Ah, sweet certainty. I am alive, life is happening here right now, all around me and inside me. If I am still here then there is still more for me to learn, I shall dance the sacred dance of the over-comers, I have more people to love and more to do; God’s purpose for my life is not over. At least that I am so certain of!

A Night to Remember the Pain.


I asked Tuu if I could share a little of his story. He said yes. With great respect, I wrote this after a visit to the ICU where he lays, a helpless victim of  a choice gone wrong.  It’s a night to remember the pain:

Tuu, a hard working Laotian 22 year old, deeply depressed over love and life tried to end his life last Thursday by drinking acid. Yes, acid. The searing pain woke him up to the fact that he wanted to live not die. A motorcycle taxi took him to a hospital that refused him help as he is Laotian and most certainly broke. Our faith community called Verge@50 got a call. The call came to his youngest brother. They told him, “Tuu is going to die, hurry and get here.” A gang of three went into a rescue mode and brought him to a nearby hospital that would take him in. After a long surgery it still looked dim. Seventy per cent chance he would die doctors calculated. Now after almost a week he is still alive. He is on life support and his throat is all burned out and the main intestine to his stomach is burnt out. But he remains alive with wide eyes.

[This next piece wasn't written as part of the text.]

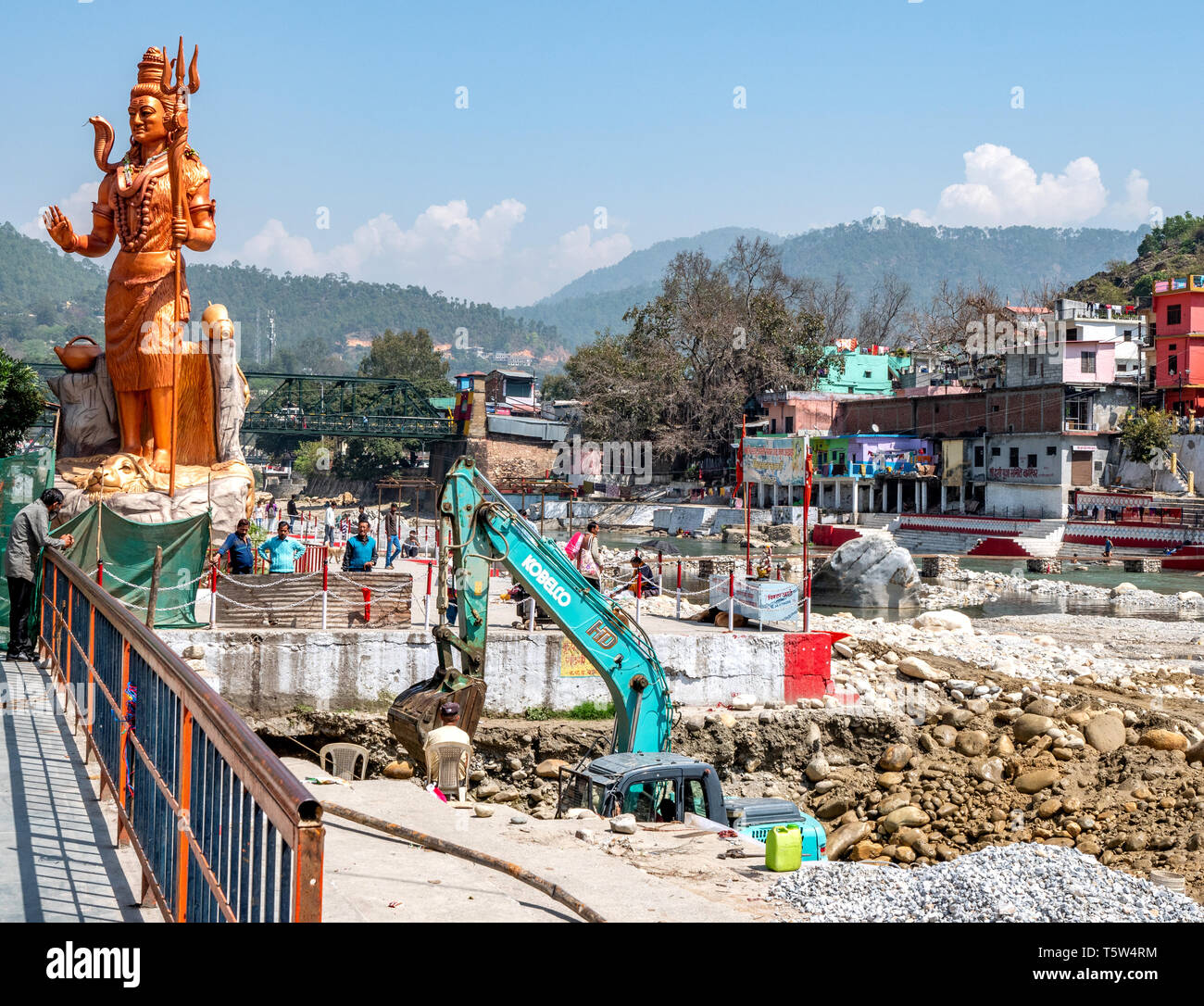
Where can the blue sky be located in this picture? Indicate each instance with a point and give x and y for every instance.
(849, 107)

He is also frustratingly lucid but in much discomfort. The act of death has brought him to the realization that he wants to live. He wrote to me on a paper that he wants to stay around the world and serve God somehow. I keep telling him over and over in English and Thai the words of Paul: “I can do all things through Christ who strengthens me.” I stand there holding his hand during visits. I don’t know what to say for the most part. I just tell him he is loved by many and has value and he should fight hard to live. I rub his head and even kiss his cheek. I want to hold him like a baby. “Hush little baby, don’t say a word… the world is harsh but you’ll be alright.”

The hospital tells me his bill is getting higher and higher and who is going to pay? I sincerely do not know. I have asked him to chose life over death. I too will chose this living world over death and find a way to keep a soul alive if needs be. Somehow I know that God will provide. He will right?

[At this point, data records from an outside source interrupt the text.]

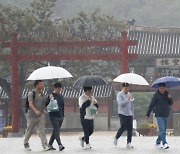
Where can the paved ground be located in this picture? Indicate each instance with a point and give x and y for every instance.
(100, 141)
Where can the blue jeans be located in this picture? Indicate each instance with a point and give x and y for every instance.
(162, 124)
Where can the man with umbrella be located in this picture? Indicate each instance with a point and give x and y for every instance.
(160, 104)
(125, 111)
(88, 105)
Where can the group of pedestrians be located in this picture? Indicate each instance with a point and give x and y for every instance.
(160, 105)
(36, 116)
(88, 105)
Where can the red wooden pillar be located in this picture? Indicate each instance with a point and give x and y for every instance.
(124, 52)
(15, 84)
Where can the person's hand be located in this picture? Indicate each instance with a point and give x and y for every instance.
(129, 96)
(51, 97)
(147, 117)
(38, 113)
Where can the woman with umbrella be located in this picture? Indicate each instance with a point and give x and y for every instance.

And then, there is this beautiful young blind Cambodian girl named Jenny who begs daily near where I live. I talk to her each time I pass her by. Sometimes I sit there and share with her ice creams I purchased at McDonald’s. She likes Vanilla more than chocolate. Me too. And on my way home from the visit to the hospital with Tuu I see her. I want to avoid her, pretend I don’t see her. Enough pain for a night. But I cannot.

“Hi Jenny!” I say. “Hi Khun (Mr.) Peter!” she says and smiles with perfect teeth and no eyeballs. I tell her about my visit with Tuu. I tell her she is so lucky, she can breathe without a machine, she can swallow and smell and eat without any problems. She agrees wholeheartedly and smiles the biggest smile I have ever seen her do. I want to sing to her too, reassure her that she’s not alone, but I say goodbye with a polite pat on her hand.

When I get home I wonder why there is so much pain. I find it hard to even manage a smile. God, tonight will you remember our pain? Take a look down below and be with the the ones in deepest pain tonight.